「共同参画」2009年 8・9月号

「共同参画」2009年 8・9月号

連載 その3

長期的な視点に立った女性の人生設計を支援するために
「女性のライフプランニング調査研究考察」 文部科学省

平成21年度から、文部科学省による「女性のライフプランニング支援総合推進事業」がスタートし、全国7地域で男女共同参画センターやNPO等を核としたモデル事業が実施されています。

では、「女性のライフプランニング支援」には、どのようなニーズがあるのでしょうか。

女性の支援ニーズ

平成18年度に内閣府が30代・40代の女性を対象に行った調査によれば、女性の「働き方の希望」は、結婚や出産・子育てといったライフステージによって変化します。
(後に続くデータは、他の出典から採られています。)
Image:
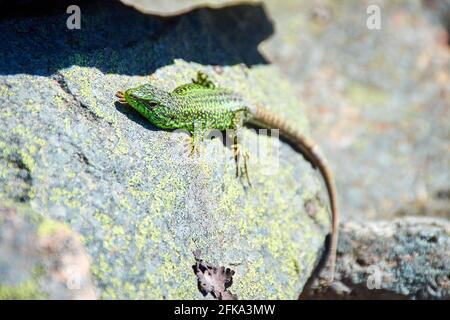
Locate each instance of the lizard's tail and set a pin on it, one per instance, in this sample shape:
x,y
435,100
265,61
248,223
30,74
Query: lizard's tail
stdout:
x,y
311,151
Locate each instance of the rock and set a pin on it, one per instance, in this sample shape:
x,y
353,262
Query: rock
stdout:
x,y
41,258
173,7
141,204
400,259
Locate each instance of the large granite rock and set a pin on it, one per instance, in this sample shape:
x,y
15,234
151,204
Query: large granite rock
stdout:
x,y
71,152
378,100
398,259
41,258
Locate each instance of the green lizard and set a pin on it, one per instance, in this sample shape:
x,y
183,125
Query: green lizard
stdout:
x,y
200,106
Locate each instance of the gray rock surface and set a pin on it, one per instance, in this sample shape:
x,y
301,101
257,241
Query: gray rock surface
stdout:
x,y
405,258
71,152
378,100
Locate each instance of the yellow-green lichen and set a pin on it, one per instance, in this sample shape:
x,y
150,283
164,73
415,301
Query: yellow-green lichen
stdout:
x,y
23,291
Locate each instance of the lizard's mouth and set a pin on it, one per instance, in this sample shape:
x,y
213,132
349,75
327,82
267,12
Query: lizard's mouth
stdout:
x,y
121,96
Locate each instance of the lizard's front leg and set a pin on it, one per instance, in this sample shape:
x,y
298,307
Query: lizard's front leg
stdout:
x,y
241,156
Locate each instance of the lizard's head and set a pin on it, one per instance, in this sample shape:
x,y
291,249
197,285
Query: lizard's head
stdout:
x,y
154,104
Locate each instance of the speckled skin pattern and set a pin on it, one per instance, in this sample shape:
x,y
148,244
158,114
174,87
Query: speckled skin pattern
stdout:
x,y
201,106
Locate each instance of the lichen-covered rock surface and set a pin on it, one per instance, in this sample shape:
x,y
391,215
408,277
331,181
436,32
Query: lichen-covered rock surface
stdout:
x,y
72,153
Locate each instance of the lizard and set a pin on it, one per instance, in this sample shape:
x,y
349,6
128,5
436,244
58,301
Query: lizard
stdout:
x,y
201,105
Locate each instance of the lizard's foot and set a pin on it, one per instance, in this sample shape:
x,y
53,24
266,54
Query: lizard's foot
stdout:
x,y
121,96
239,153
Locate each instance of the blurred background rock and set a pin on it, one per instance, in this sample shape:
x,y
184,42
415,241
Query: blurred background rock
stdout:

子どもが小さな時期には、「働きたくない」という人もいますが、子どもが小学生の頃には9割以上の女性が働くことを希望しています。働き方も、子どもが小さなうちは、在宅や短時間勤務の希望が高く、大きくなるに連れてフルタイムで働くことを希望する人が増えます。しかし「現実」は、働いていない人が希望よりも圧倒的に多く、働き方も子どもの年代を問わずパート・アルバイトに集中しており、希望と現実の間にギャップがみられます。

このようなギャップが生じている背景には、結婚・出産を機に就業継続を断念する女性が多い状況や、子育て中の女性が思うような再就職を果たせていない状況があります。近年は、就職して数年の間に離職し、正社員から契約社員等の非正社員に移行してしまう女性が多く、育児休業等の両立環境が整ってきてもそれらを十分活用できない女性が増えているという問題もあります。

企業のニーズ

このような問題は、多くは企業におけるハードな就労環境に起因するものです。しかし、それだけではありません。平成19年度に文部科学省が行った企業に対するヒアリング調査からは、ワーク・ライフ・バランス(WLB)や両立環境が整ってきた企業では、女性社員に、長期的な視点でキャリアを考えた上で、制度を活用して欲しいと考えていることが分かりました。仕事と生活をどのようなバランスで調和させるかは個々人の選択ですが、短時間勤務などを活用する女性の多くがキャリアアップをあきらめてしまっている状況は、企業にとっても望ましいものではありません。また、両立環境が整っても、「キャリアの展望が描けない」という理由で辞めてしまう女性や再就職に踏み切れない女性もいます。

WLBとライフプランニング支援

女性の働き方の「希望と現実のギャップ」を埋めるためには、多様な働き方の希望を持った女性を受け入れられる職場環境づくりとしての「WLB施策」が重要です。同時に、こうした支援策や、結婚・出産などのライフイベントにおいて女性が直面する問題を、女性がよく理解し、長期的な視点で自分のキャリアや人生を考えて、就業選択や制度活用が行えるような支援が必要です。この支援こそが「ライフプランニング支援」です。具体的には、情報提供・相談・研修・ロールモデルや仲間づくり等の支援です。誰もが必要な時期に、地域や職場でこうした支援を受けられるようにするにはどうしたらよいのか。今年度のモデル事業では、具体的な試みが展開されています。